Did they have any fun?

"Fun?" she said; "I've been here 76 years. Would I have stayed that long if we didn't have any fun?"

Shakers have always welcomed orphans like Bertha Lindsay, partly because the future of the movement was largely dependent on them. In fact, if Bertha had been one of the orphans coming to the Village in 1859, she would have had a maple planted in her name. It would have been her job to care for it, thus teaching her responsibility and providing the Village with a handsome tree-lined avenue and a source of sugar.

"We didn't bring up the young people with the idea that they would become Shakers. The only things we tried to teach them was the right way to live and to give them a good school education. Other than that it was a personal thing with each individual. And when they reached the age of 21 they could decide whether they wanted to stay or not.

"Believe it nor not, there were 45 or 50 who came after I did and only four of that number remained to be Shakers. We hated to see the children leave us -- hated to see them not choose to stay, but that isn't our way. It isn't compulsory for anyone to remain here."

Those who left took with them a thorough schooling, a training in at least one trade, and the Shakers' blessing.

I wanted to know if, despite official discouragement, any of the girls and boys had married each other.

"We're human beings like everyone else," Sister Bertha said. "so, of course it happened many times that a brother or sister fell in love with each other.

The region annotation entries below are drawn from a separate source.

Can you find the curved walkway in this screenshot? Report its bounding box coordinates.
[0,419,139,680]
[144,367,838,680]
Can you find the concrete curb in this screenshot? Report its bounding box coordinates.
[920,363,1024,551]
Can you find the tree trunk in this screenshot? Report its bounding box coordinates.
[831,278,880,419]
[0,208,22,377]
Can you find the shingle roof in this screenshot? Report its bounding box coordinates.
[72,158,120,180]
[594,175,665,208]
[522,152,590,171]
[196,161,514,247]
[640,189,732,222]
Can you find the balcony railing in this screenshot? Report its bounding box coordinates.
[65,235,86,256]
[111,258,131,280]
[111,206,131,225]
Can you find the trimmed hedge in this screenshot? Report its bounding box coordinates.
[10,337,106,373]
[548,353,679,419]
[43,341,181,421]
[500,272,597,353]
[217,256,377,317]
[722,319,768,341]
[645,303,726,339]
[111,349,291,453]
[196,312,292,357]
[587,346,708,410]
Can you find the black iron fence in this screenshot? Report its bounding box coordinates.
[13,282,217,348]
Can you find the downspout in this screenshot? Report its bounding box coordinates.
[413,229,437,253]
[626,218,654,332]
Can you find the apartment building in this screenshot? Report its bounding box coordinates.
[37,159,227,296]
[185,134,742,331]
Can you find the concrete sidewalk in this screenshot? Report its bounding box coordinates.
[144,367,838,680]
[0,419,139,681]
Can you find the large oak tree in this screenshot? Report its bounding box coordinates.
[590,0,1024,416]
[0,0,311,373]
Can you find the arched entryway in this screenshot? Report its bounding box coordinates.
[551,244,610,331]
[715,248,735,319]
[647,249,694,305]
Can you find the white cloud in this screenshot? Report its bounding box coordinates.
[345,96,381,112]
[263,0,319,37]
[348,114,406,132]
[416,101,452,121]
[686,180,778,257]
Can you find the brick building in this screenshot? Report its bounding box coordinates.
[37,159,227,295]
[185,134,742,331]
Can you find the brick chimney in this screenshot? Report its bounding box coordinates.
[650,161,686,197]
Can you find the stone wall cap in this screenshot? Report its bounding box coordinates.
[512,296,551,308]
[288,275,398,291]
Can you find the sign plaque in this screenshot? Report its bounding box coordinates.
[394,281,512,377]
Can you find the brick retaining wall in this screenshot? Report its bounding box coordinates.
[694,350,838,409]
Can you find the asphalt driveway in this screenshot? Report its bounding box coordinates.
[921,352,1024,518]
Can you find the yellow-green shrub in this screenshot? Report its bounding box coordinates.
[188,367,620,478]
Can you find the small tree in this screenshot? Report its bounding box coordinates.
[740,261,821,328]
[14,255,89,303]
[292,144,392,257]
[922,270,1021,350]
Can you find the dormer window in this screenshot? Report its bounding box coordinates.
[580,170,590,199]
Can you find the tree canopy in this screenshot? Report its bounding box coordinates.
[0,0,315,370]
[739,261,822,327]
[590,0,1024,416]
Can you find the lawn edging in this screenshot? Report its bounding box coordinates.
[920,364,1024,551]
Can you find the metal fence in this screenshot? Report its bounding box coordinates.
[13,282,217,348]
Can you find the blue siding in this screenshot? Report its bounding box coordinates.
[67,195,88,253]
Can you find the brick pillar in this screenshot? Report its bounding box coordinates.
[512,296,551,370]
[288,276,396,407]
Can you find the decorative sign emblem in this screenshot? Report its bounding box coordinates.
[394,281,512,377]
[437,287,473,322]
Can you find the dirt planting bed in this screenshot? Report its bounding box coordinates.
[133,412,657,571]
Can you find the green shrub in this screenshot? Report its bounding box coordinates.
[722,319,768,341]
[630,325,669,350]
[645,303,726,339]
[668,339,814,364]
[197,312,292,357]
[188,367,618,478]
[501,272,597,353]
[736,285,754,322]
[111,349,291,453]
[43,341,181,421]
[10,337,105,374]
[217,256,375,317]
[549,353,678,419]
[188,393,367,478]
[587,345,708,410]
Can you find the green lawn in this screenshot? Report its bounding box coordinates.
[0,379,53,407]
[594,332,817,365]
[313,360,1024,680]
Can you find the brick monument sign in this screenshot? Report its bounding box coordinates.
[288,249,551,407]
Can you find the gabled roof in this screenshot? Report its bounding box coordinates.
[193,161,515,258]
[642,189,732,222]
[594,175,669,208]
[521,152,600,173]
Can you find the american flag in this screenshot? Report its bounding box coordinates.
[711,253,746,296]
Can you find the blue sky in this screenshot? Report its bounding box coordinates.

But they were asked to leave or knew they couldn't stay so asked to leave themselves.

"It isn't that we don't believe in marriage, because even when I was in my early 20s I thought that it would be nice if I left and could marry and have a family. I love people, and while I have always said I didn't want children of my own, I love to take care of other people's children. So I would certainly have adopted some. But in thinking it over, and in talking with the older sisters, I decided that right here I had enough to do to keep me busy, to keep me interested, and to fulfill my desires in every way. So it's been a wonderful experience. I had a lot of children right here that I have helped to mother."

Perhaps it was the Shaker's conception of the motherhood of God that made that possible?

"Yes. Even now I have a lot of young men and women that I love dearly. I try to help them when they come. It's such a blessing to be able to be with young people."

There are now only nine Shakers left: three here and six in Sabbathday Lake, Maine. Will the religion die out?

"Well, Mother Ann gave a prophecy that when the numbers got down to as many as a child could count on one hand, there would be a revival. But she added that new bees do not return to the old hives, meaning that they would not come into a society that had already been in existence. They would start a new place. And they might not be called Shakers. But they would try to live by the teachings of Christ and the principles and the ideas that the Shakers have tried to live by.

"So we throughly believe that that has already started, because we have lots of young people come here, through the summer particularly, that are really seeking something substantial and some new way to go."

I wondered how she would define those enduring "principles and ideas."

"The philosophy of the Shakers is very simple. You see, we have no creed; we simply believe in living by the teachings of Christ as he taught them. It's the Golden Rule; we believe in the motherhood and the fatherhood of God and the brotherhood of man. I think that encompasses just about everything that anyone would neet to live by."